Skull Island

Order Skull Island:

Kong!
Before the world knew them, they met….
Before they were legends, they clashed!
An urgent summons from his father brings young Clark Savage, Jr. to San Francisco for a mysterious mission: to locate the long-lost clipper ship captained by his legendary ancestor, Stormalong Savage.
Their quest will take them to the heart of the Indian Ocean and a fog-shrouded isle unknown to civilization, a place inhabited by dinosaurs unsuspected by history and ruled by a titanic creature known only as… Kong!
Doc Savage meets his first great challenge in the fierce prehistoric jungles of Skull Island!


Prologue

THREE PALE SEAGULLS circled the bald steel knob that was the summit of the Empire State Building.
Where hours before, a squadron of Navy Curtiss O2C-2 warplanes had buzzed and swooped through clouds of burnt cordite, now gulls ranged, emitting raucous cries, avid eyes gazing down at the red flecks of animal flesh that bespattered the skyscraper’s austere Art Deco battlements.
Wheeling, one swooped down, its long beak gobbling up a raw morsel.
Another attacked a gob of matter, carried it away triumphantly.
Lunging and pecking, they cleaned the carrion debris of combat from every ledge and cranny, these ghostly buzzards of the metropolis.
As morning continued its slow majestic breaking, they peeled away, satiated, broad wings sun-burnished copper, never to return.
In time, a warm rain began falling. What remained—red fluid and sticky specks of fur—began to run and drain away. Before the rain ceased, steel and granite had been washed off, cleansed of all trace of that which was already falling into legend….
FAR below, crowds clustered around the body of the vanquished.

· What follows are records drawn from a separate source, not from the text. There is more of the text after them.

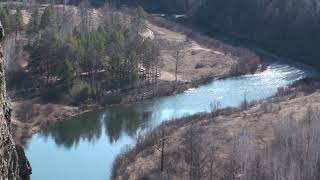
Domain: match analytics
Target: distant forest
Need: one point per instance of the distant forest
(287, 27)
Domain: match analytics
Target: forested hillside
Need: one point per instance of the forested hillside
(287, 27)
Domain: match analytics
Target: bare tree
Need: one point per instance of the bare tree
(194, 153)
(160, 145)
(177, 60)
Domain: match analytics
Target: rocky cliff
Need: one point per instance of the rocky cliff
(9, 167)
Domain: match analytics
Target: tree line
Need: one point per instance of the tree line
(287, 27)
(86, 62)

Men in blue, their copper coat buttons afire, were busy unreeling kegs of barbed wire to cordon off the corpse. Press flashbulbs popped and were discarded, shattering on the wet pavement. Shoving bodies pressed closer, toppling the police sawhorses.
A police captain mounted a wooden keg. He lifted a megaphone to his face.
“Back, you men! Back!”
He might as well have been talking to a moving wall.

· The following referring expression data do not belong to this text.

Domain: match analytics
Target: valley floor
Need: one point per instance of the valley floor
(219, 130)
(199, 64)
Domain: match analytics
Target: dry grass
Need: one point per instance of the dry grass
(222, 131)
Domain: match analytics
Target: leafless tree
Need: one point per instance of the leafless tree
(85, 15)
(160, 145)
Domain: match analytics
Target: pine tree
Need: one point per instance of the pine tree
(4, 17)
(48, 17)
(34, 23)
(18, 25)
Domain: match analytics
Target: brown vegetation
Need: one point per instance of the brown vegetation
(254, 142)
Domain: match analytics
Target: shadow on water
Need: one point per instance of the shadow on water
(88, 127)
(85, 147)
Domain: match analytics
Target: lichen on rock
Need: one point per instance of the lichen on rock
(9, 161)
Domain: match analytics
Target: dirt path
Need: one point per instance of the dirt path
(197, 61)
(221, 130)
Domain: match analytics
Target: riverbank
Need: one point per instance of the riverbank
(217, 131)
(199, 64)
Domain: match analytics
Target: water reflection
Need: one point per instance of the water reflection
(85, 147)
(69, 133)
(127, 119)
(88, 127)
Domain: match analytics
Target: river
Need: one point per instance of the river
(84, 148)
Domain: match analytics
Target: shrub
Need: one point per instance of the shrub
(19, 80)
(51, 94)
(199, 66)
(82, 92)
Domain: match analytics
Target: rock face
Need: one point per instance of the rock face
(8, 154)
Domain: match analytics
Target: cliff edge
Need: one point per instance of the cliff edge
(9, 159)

“You reporters have your stories,” the captain exhorted. “Go home. The king is dead. And he won’t be rising again.”
A scribe called out, “Captain, what are you going to do with it?”

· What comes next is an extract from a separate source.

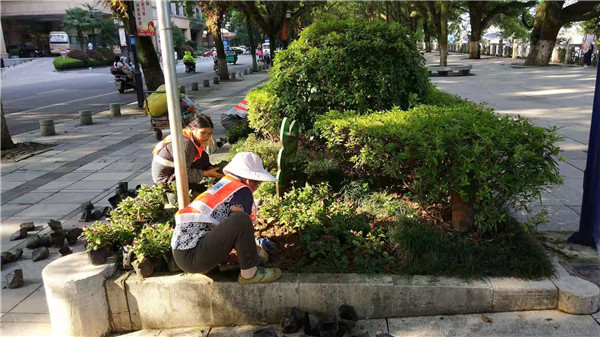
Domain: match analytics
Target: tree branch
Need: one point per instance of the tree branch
(580, 11)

“That’s for smarter men than me to decide, boyo.”
“What does the Mayor say about this?”
“Why don’t you ask him?” shot back the captain.
Another shouted, “What about the Governor? Is he in charge?”
“A bigger man than he is going to handle this. Don’t you quote me, either!”
The questions kept flying. Brickbats would have been easier to fend off.
“Is the new President coming to New York?” demanded a reporter.
“I ain’t heard that!” snapped the captain.
“What about—”
A shadow crossed the noon sky. A great aircraft, a tri-motor with wings as bronze as a Chinese gong, overflew the skyscraper. It circled twice, then droned off in the direction of North Beach airport.
The police captain gave out a windy sigh of relief.
“That’s all!” he snapped, jumping off the keg. “No more comments. Be off with yez!”
AN hour later, a gunmetal gray roadster nosed its way through the congestion of packed humanity. There were no cars on Fifth Avenue, nor for many blocks around. Jostling pedestrians gave way reluctantly.
The man behind the wheel showed unusual patience as he tooled his quiet machine toward the skyscraper entrance. Animated eyes swept the way before him.
They were the color of golden flakes, ceaselessly swirling. Sunlight, touching his close-combed hair, made individual hairs smolder like thin wires of bronze and copper.
Busy bluecoats removed sawhorses to allow him to pass, replacing them swiftly to block all egress.
When the sedan drew up to the entrance, the police captain rushed to open the door.
“Thank Heaven you’re here,” he greeted.
The bronze-skinned individual who stepped out onto the running board seemed to unfold, until he stood erect, a colossus of a man. He moved forward, his face a mask of metal. Steady eyes fell on the great corpse that lay still on the cracked pavement, whereupon they hardened into gold nuggets.
Two mismatched men rushed out of the building entrance. One was a slim dandy who brandished a dark, elegant cane. The other, a red-haired human gorilla with a bullet head, whose long, dangling arms waved excitedly.
“Doc!” cried the first man. “You missed the entire bally spectacle.”
“Yeah,” growled the second. “After the thing broke loose, it terrorized the city, then climbed to the top of the skyscraper. The Navy sent warplanes to knock him off.”
“They called the brute—”
The bronze giant waved their excited comments aside.
“Kong,” he said softly, sadly.
“Oh, you heard the radio reports?”
The bronze giant shook his head slowly. “I know this creature.”
The human gorilla’s blocky jaw dropped open. “Blazes! You—do?”
“Long ago, he saved my life,” intoned the metallic man.
Ham Brooks and Monk Mayfair lost all power of speech.
“And I returned the favor in kind,” said Doc Savage.